Hooray Books! |
Instead of TiLT (Things I Love Thursday) this should be called BiLT (Books I Love Thursday). I've been reading a few new books and a few not-so-new books and I'd like to share.
The Best American Short Stories 2011, Geraldine Brooks, editor. I had to read one of these collections for an English class in college. I remember neither the stories I was supposed to have read nor the year in which I was supposed to have read them (I was sometimes... oblivious back then... I even chose to teach, with a fellow friend, an Edgar Allen Poe fiction story to my creative nonfiction class... yeah...). Now, I'm enjoying being a slightly more "aware" "adult" and re-reading some of the books I only halfheartedly read during college. The Best American Short Stories collections are some of those books. The 2011 collection has been wonderful. So many genres are packed into this collection (there's a science fiction short in here!), so many emotions, so may vivid descriptions of life and places I've never been.
About Writing, by Samuel R. Delany. I've read a lot of books about writing and how to write and how to free my inner artist. I love all of them. They seem to calm and encourage parts of my inner artist/writer/worrier. However, there are only a few books I take as serious, no nonsense, no fluff advice for writers. About Writing is one such book. I read this quote from the book on Neil Gaiman's journal a while ago...
Writers are people who write. By and large, they are not happy people. They're not good at relationships. Often they're drunks.

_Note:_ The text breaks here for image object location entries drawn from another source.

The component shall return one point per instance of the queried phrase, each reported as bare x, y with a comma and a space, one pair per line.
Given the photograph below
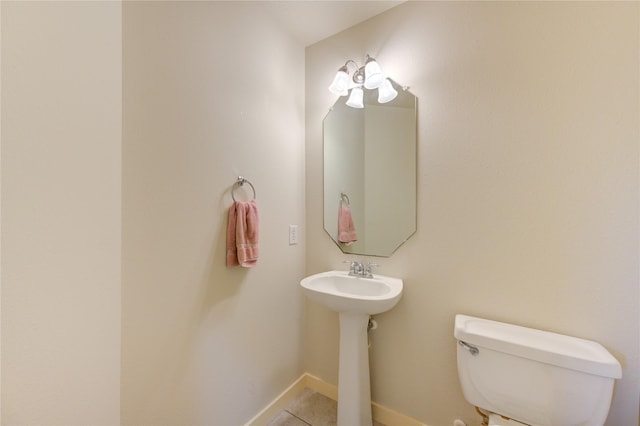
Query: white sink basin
340, 292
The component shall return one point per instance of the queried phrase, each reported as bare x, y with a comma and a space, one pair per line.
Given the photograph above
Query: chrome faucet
357, 269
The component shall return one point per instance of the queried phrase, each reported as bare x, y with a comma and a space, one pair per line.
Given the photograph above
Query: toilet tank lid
543, 346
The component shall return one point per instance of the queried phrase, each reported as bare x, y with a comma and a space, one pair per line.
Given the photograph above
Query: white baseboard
379, 412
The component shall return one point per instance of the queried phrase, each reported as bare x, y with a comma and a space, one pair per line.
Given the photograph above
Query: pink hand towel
346, 230
243, 234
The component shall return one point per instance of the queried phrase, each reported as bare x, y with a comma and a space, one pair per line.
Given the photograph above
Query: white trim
278, 404
380, 413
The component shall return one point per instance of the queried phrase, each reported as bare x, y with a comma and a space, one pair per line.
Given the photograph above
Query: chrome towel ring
239, 182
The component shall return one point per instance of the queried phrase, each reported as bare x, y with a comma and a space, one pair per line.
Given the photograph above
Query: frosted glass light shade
373, 75
340, 84
356, 98
386, 92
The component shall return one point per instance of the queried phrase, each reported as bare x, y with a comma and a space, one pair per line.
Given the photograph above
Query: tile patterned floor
309, 409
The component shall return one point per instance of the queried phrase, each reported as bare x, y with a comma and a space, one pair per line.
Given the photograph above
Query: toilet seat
498, 420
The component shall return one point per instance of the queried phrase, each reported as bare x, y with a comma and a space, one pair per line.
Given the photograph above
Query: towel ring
241, 181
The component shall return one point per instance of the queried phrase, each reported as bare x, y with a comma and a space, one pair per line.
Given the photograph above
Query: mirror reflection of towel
242, 234
346, 230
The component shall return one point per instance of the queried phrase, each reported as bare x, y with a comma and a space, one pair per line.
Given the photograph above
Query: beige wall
211, 91
61, 133
527, 188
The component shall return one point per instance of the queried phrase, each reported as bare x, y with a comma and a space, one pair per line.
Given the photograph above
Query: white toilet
521, 375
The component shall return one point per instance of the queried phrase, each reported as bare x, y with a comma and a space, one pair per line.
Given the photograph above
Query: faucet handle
367, 270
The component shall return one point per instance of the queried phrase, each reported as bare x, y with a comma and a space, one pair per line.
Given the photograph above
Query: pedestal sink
355, 298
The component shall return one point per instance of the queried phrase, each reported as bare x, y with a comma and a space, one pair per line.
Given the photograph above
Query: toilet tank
533, 376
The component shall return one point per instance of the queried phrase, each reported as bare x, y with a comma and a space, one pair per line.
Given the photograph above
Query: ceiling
313, 20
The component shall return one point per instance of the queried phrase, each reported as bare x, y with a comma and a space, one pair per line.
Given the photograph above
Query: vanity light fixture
369, 76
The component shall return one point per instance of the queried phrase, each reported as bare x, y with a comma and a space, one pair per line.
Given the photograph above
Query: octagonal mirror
370, 173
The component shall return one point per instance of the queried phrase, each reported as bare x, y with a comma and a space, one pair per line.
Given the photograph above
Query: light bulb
340, 83
373, 75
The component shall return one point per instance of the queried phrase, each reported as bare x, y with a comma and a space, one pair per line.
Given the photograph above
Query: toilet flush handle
472, 349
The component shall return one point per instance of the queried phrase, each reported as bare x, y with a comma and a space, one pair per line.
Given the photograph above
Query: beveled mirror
370, 169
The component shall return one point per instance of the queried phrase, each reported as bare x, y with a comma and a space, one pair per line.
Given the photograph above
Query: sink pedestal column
354, 391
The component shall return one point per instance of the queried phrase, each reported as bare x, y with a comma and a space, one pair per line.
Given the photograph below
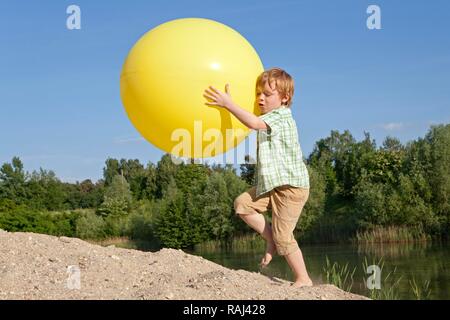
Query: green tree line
358, 191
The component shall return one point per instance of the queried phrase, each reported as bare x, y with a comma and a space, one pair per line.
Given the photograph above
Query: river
405, 263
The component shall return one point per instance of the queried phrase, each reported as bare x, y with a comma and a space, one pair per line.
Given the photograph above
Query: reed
390, 234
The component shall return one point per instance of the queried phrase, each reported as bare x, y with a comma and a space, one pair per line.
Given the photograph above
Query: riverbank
38, 266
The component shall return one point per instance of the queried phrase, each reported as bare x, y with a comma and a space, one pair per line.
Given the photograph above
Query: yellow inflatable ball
163, 81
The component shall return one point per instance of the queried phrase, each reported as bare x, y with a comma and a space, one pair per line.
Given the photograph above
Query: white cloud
393, 126
122, 140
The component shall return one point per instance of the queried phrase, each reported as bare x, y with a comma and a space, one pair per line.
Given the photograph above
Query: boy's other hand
217, 97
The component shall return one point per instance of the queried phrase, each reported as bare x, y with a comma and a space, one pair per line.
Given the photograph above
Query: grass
340, 276
422, 292
384, 291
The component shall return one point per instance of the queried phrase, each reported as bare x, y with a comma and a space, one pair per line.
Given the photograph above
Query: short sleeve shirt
279, 156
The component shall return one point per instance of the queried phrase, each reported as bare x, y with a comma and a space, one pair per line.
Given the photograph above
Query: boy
281, 175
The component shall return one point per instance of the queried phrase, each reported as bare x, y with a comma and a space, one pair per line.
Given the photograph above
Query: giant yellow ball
164, 77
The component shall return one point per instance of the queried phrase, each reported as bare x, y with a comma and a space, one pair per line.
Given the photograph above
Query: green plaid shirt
279, 156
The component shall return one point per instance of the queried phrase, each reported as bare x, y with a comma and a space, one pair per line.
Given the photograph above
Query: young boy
281, 175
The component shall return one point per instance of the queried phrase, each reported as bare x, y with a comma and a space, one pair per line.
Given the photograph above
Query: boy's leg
297, 264
287, 205
260, 225
249, 209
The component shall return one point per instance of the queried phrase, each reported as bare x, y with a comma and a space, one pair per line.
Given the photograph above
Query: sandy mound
38, 266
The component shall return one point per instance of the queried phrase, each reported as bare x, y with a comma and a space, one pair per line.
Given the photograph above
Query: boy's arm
247, 118
223, 99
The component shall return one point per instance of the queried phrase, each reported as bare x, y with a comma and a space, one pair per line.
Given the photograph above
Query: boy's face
268, 98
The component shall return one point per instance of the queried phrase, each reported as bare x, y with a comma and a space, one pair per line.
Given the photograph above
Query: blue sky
60, 99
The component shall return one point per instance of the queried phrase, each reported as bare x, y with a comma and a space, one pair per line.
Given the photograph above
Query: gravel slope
38, 266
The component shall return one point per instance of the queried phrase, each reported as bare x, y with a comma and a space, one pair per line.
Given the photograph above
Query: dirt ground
37, 266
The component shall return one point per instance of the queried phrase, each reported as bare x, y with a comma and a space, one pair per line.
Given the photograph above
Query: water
420, 262
405, 262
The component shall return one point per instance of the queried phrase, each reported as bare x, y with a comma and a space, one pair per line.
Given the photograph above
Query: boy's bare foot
299, 284
270, 251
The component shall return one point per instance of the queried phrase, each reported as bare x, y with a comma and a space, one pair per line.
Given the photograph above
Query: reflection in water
406, 262
403, 262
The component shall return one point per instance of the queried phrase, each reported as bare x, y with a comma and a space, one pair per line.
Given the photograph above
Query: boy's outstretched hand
217, 97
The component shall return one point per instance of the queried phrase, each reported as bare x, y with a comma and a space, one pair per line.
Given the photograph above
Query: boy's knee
285, 244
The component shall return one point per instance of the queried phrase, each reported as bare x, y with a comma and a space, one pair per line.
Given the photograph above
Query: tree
12, 181
165, 172
172, 225
118, 200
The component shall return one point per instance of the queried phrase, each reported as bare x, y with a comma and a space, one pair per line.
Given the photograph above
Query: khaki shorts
286, 203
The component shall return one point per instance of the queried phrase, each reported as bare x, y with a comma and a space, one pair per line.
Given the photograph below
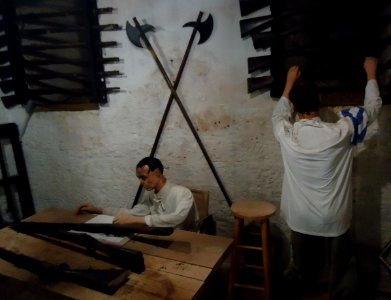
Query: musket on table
114, 229
122, 257
106, 281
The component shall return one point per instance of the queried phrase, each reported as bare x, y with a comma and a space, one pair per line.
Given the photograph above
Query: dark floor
218, 287
374, 280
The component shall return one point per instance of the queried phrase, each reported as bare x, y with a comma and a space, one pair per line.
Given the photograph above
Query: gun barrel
115, 229
106, 281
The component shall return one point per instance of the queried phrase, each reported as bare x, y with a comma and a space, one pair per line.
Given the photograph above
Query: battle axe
205, 30
179, 102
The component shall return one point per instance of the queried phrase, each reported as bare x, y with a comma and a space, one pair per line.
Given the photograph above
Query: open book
105, 238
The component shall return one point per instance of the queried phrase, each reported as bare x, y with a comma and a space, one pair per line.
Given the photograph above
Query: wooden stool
251, 210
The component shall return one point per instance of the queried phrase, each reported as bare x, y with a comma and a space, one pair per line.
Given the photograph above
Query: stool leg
266, 257
235, 256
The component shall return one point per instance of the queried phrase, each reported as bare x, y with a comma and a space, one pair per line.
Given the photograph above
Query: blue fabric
360, 123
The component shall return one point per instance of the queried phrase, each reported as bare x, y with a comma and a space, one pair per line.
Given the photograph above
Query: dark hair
305, 96
152, 162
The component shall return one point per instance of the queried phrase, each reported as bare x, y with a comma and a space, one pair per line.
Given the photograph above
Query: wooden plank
188, 247
176, 268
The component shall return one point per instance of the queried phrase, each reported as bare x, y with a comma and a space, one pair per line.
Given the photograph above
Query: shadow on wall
371, 173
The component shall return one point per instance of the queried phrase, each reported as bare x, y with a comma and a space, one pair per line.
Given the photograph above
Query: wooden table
177, 266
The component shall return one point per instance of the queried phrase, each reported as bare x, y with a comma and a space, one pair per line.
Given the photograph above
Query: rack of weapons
327, 39
52, 53
107, 281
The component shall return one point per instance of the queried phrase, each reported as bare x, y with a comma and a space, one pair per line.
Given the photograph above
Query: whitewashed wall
74, 157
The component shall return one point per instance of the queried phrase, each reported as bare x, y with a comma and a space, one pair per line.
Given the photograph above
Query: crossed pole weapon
205, 29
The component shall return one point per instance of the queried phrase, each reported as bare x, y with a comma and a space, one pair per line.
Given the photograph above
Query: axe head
205, 28
134, 34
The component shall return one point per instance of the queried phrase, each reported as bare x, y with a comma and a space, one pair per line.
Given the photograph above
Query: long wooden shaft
183, 110
170, 100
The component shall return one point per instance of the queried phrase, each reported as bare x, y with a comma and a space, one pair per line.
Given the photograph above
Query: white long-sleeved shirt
172, 206
318, 156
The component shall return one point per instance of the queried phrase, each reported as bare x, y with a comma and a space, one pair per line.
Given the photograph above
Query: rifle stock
251, 25
115, 229
249, 6
258, 83
259, 63
106, 281
262, 39
122, 257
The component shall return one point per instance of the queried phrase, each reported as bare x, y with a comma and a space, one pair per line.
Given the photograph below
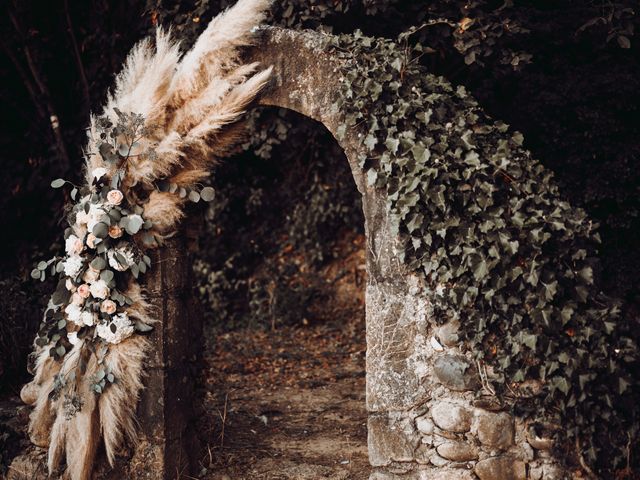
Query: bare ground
289, 404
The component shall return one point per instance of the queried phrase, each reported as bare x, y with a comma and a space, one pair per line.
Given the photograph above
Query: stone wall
431, 415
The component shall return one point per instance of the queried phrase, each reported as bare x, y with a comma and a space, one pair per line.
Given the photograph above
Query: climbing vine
485, 225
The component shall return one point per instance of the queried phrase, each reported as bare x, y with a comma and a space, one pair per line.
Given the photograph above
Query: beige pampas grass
191, 104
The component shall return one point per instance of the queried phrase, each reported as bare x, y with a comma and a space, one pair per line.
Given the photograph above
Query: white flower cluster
90, 303
119, 328
123, 251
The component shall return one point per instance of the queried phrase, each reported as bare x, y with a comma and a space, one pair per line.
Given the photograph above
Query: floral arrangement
140, 170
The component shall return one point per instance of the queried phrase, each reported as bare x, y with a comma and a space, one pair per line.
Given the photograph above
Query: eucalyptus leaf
207, 194
101, 230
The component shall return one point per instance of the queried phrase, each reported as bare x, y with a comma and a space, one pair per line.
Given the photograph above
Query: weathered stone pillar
428, 416
168, 445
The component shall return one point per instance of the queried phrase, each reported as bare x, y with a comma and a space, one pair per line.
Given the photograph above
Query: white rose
88, 318
77, 299
72, 265
123, 329
73, 312
73, 337
73, 245
82, 218
125, 251
91, 240
99, 289
108, 306
91, 275
96, 212
115, 197
98, 173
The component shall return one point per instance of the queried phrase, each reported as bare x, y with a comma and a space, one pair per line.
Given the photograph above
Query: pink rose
115, 231
108, 306
91, 239
76, 299
114, 197
91, 275
83, 290
70, 286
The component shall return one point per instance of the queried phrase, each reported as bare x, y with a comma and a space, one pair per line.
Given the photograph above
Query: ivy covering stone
485, 225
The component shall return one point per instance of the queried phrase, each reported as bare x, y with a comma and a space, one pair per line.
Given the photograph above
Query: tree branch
44, 94
78, 58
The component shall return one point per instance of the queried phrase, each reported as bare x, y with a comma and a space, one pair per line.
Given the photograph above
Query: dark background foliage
565, 73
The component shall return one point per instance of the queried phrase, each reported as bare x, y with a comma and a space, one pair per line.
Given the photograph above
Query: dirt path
289, 404
295, 410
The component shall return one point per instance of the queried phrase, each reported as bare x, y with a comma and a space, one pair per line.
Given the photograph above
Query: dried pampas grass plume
191, 104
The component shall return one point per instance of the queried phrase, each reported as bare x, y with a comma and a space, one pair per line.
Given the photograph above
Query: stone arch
424, 419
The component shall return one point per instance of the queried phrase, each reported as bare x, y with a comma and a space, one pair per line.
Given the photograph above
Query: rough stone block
456, 372
389, 442
451, 417
458, 451
501, 468
494, 430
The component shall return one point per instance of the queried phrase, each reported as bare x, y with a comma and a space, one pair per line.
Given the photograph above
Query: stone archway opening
282, 280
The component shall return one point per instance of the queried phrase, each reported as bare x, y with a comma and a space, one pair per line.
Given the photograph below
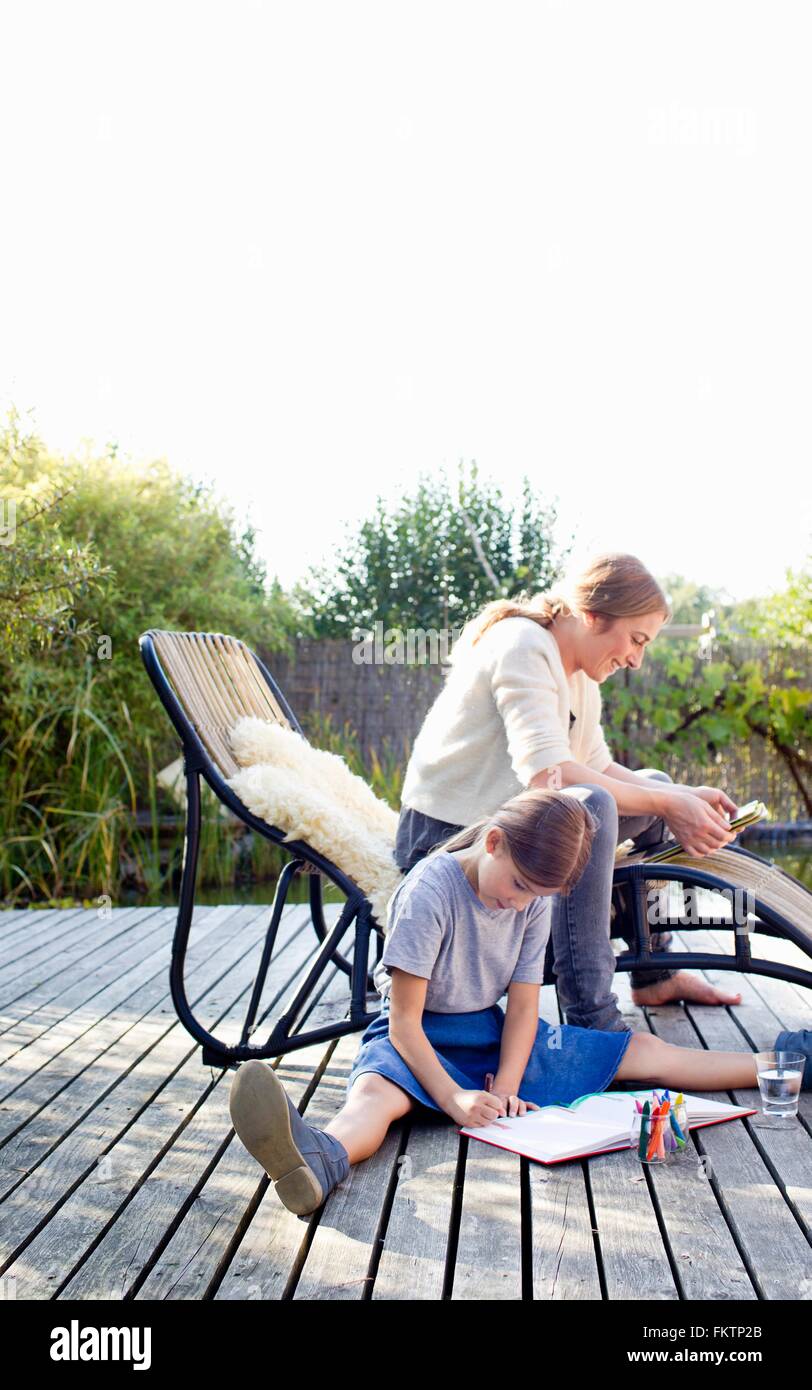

And writing -- good writing -- does not get easier and easier with practice. It gets harder and harder -- so eventually the writer must stall out into silence.The silence that waits for every writer and that, inevitably, if only with death (if we're lucky the two may happen at the same time: but they are still two, and their coincidence is rare), the writer must fall into is angst-ridden and terrifying - and often drives us mad. (In a letter to Allen Tate, the poet Hart Crane once described writing as "dancing on dynamite.") So if you're not a writer, consider yourself fortunate.
I found it interesting. So, I bought the book. Seven essays, four letters, and five interviews later I have not been disappointed.
Essex County Collected, by Jeff Lemire. This is a comic book. A series of three comics collected in one place. You can always use more comics. Especially these comics. Canadian author Jeff Lemire tells the story of a farm family through the game of hockey, the telling of ghost stories, and the eyes of the county nurse who tries to help one dying family member. The stories are well crafted and the images make your heart burn with regret and loss. It's heart breaking to watch two brothers who trust each other completely win fame and fortune playing hockey then sever all ties completely. It's gut wrenching to watch a young boy struggle with the world that just crumbled beneath him. But there is hope, isn't there, at the end of everything there is still family. A friend who borrowed this book just returned it to me. I'm reading it again.
The People Look Like Flowers At Last, by Charles Bukowski. I've read Bukowski's older works and I really enjoy Tales of Ordinary Madness. It's like trudging in muck and booze through a dark tunnel. You're heading toward this strange light at the end that grows sharper and more beautiful the closer you get. You know you're crazy for going into that tunnel in the first place but you just can't help your self. The People Look Like Flowers At Last is a collection of new poems. These poems are not quiet as mad - they are sitting and noticing poems. They're poems of remembering and regretting and, well, I'm not finished reading this yet, I only got my hands on it Monday, but I've been taking it everywhere.
dogs and angels are not very far apart. I often go to this little place about 2:30 in the afternoon because all the people there are completely sane, glad to be simply alive and eating their food near a plate glass window which welcomes the sun but doesn't let the cars and the sidewalks come inside.
-from "near a plate glass window" by Charles Bukowski
I Lock My Door Upon Myself, by Joyce Carol Oates. Oh, man. Oh, buddy. This book. The way you feel about the character's actions - their why and how and what. You are grossed out and intrigued, you empathize and scorn. The way this woman writes is stunning. It's captivating. I mean, two characters can just row a boat right over a waterfall, straight to their doom, knowingly, and you. just. can't. look. away. You have to know what happens. You have to keep reading.
In the Company of Crows and Ravens, by John M. Marzluff and Tony Angell. One of the characters I'm writing about is a raven. He's pretty great. His name is Rook. I wanted to learn more about my character so I picked up this book from the library and it's really interesting. I'm learning all sorts of cool stuff about the Common Raven (corvus corax... corax from the Greek "korax" which means croaker... and ravens "croak" while crows "kaw") and the 46 different species known as "crows". The book includes histories and myths, research showing how ecological changes affect crows, descriptions of eating and nesting habits, and pictures of physical differences. This book is awesome if you want to learn how crows and ravens really are different.